Still, there's a lot we didn't get to in that article. Studying the short-term rental market in Florida should be a required reading for everyone invested and interested in the industry. Here are some critical issues investors face:
- If the cost of living in Florida doesn’t fall sharply in the near future, short-term rentals will face a severe labor shortage of the maintenance and housekeeping staff. Florida already faces a labor deficit, with 53 available workers for every 100 job openings, placing the state in the "more severe" category of labor shortages. And its "toughest in the nation" immigration law that has been in effect since July 1 has created more challenges.
- Interestingly enough, the drive-to markets in the state are doing better than fly-to markets like Fort Lauderdale and Orlando.
- A decade more ago, many people purchased homes in Florida with the aim of retiring there. Some of them are moving into these homes — but a lot of them are selling or have sold those properties in the post pandemic boom. As a result, most condominiums and homeowner associations are renters.

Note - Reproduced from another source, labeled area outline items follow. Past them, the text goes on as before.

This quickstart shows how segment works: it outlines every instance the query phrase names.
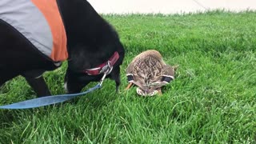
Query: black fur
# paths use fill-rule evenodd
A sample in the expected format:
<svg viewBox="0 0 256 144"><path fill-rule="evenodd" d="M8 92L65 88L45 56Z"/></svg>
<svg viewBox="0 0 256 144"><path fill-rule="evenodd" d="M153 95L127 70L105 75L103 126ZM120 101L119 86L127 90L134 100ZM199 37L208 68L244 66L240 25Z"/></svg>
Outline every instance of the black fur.
<svg viewBox="0 0 256 144"><path fill-rule="evenodd" d="M69 59L65 82L68 92L80 92L90 82L99 81L102 74L90 76L82 70L103 63L114 51L120 58L107 78L116 82L118 90L125 51L117 32L85 0L58 0L58 4L67 35ZM0 86L22 75L38 96L50 94L43 78L35 78L58 67L3 21L0 21Z"/></svg>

- And those who bought these properties at a premium would be unwilling to rent them long-term because they have to cover mortgages.
- Lastly, and this should come as a relief, real estate activity in Florida might resemble pre-recessionary times of 2008, but this time around there were a lot of cash transactions by deep pocketed investors. So even if defaults come, they may not be as severe as in 2008.

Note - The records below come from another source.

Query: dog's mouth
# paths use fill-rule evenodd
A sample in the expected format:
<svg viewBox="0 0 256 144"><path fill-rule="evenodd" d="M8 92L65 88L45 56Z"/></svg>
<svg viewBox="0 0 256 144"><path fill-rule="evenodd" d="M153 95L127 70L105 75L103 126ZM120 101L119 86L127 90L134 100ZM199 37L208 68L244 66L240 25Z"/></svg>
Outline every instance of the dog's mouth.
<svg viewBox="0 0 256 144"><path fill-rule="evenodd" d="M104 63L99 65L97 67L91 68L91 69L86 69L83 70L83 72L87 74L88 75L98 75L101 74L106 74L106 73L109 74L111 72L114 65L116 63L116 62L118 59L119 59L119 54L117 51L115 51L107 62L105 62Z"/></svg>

HomeToGo’s Inaugural Share Buyback Program
German vacation rental marketplace HomeToGo has announced an inaugural share buyback program valued at up to €10 million ($10.6 million). The company’s supervisory board has granted approval, and it will be conducted following authorization at the shareholders' meeting.

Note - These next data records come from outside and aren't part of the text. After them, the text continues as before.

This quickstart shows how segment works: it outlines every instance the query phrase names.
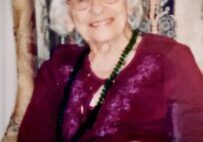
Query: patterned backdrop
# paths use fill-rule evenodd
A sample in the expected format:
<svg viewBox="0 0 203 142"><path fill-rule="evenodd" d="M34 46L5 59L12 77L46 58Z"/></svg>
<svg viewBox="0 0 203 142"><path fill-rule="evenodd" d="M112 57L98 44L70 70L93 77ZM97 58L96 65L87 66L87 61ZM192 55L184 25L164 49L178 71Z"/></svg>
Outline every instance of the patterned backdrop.
<svg viewBox="0 0 203 142"><path fill-rule="evenodd" d="M143 32L174 38L189 45L203 69L203 0L142 0L145 18ZM15 142L23 114L29 103L37 69L66 37L49 28L49 0L13 0L18 55L18 99L2 142ZM34 18L33 18L34 15ZM25 40L26 39L26 40ZM36 54L37 53L37 54Z"/></svg>

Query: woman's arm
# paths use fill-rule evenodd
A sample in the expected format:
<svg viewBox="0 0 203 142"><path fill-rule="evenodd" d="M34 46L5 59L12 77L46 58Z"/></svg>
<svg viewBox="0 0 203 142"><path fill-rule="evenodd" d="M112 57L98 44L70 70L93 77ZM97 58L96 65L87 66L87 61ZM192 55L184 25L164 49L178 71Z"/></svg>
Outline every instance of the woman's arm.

The program allows for the repurchase of up to 5.7 million HomeToGo shares between September 18, 2023, and December 31, 2024. In line with shareholder meeting authorization, the management board has set an initial price limit of €3.16 per share for repurchase (excluding ancillary costs). As of June 30, 2023, the company possesses €145 million ($154 million) in gross cash and €139 million ($148 million) in net cash.
Alaskan Capital Wants Short-Term Rentals to Register
The city of Juneau in Alaska has streamlined the registration process for short-term rental properties with a new online form. The move follows the adoption of an ordinance on July 10, requiring short-term rental operators to register their properties with the city’s sales tax office.
This initiative aims to enhance communication with rental operators, ensure equitable sales tax compliance, and assess the impact of short-term rentals on Juneau's housing availability. The registration requirement is effective on October 8, 2023, with a daily non-compliance penalty of $25, motivating operators to register promptly and avoid fines.
Blueground Breaks New Ground with Students
Blueground, the property management company that operates furnished 30-plus-day rentals, told Skift that it has witnessed a 30% rise in its student community due to limited housing options and a desire for comfortable and flexible living.
Hence, the company has introduced Studentground, offering students access to its 15,000+ premium furnished apartments worldwide. The program includes tailored features like pausing rent during summer breaks and flexible lease terms. Top destinations so far include Paris, Berlin, Boston, New York, and London.
Greece to Levy Accommodation Tax to Aid Climate Disaster Fund
Greece plans to bolster its budget for climate change-related natural disasters by doubling its reserve, raising it from €300 million to €600 million ($320 million to $641 million), Bloomberg reported. Greek prime minister Kyriakos Mitsotakis announced this decision following a series of extreme weather events, including historic forest fires and floods, during the summer. To finance this increase, the government plans to augment the existing hospitality levy by €1 to €6 per night ($1.07 to $6.4) primarily on luxury hotel stays.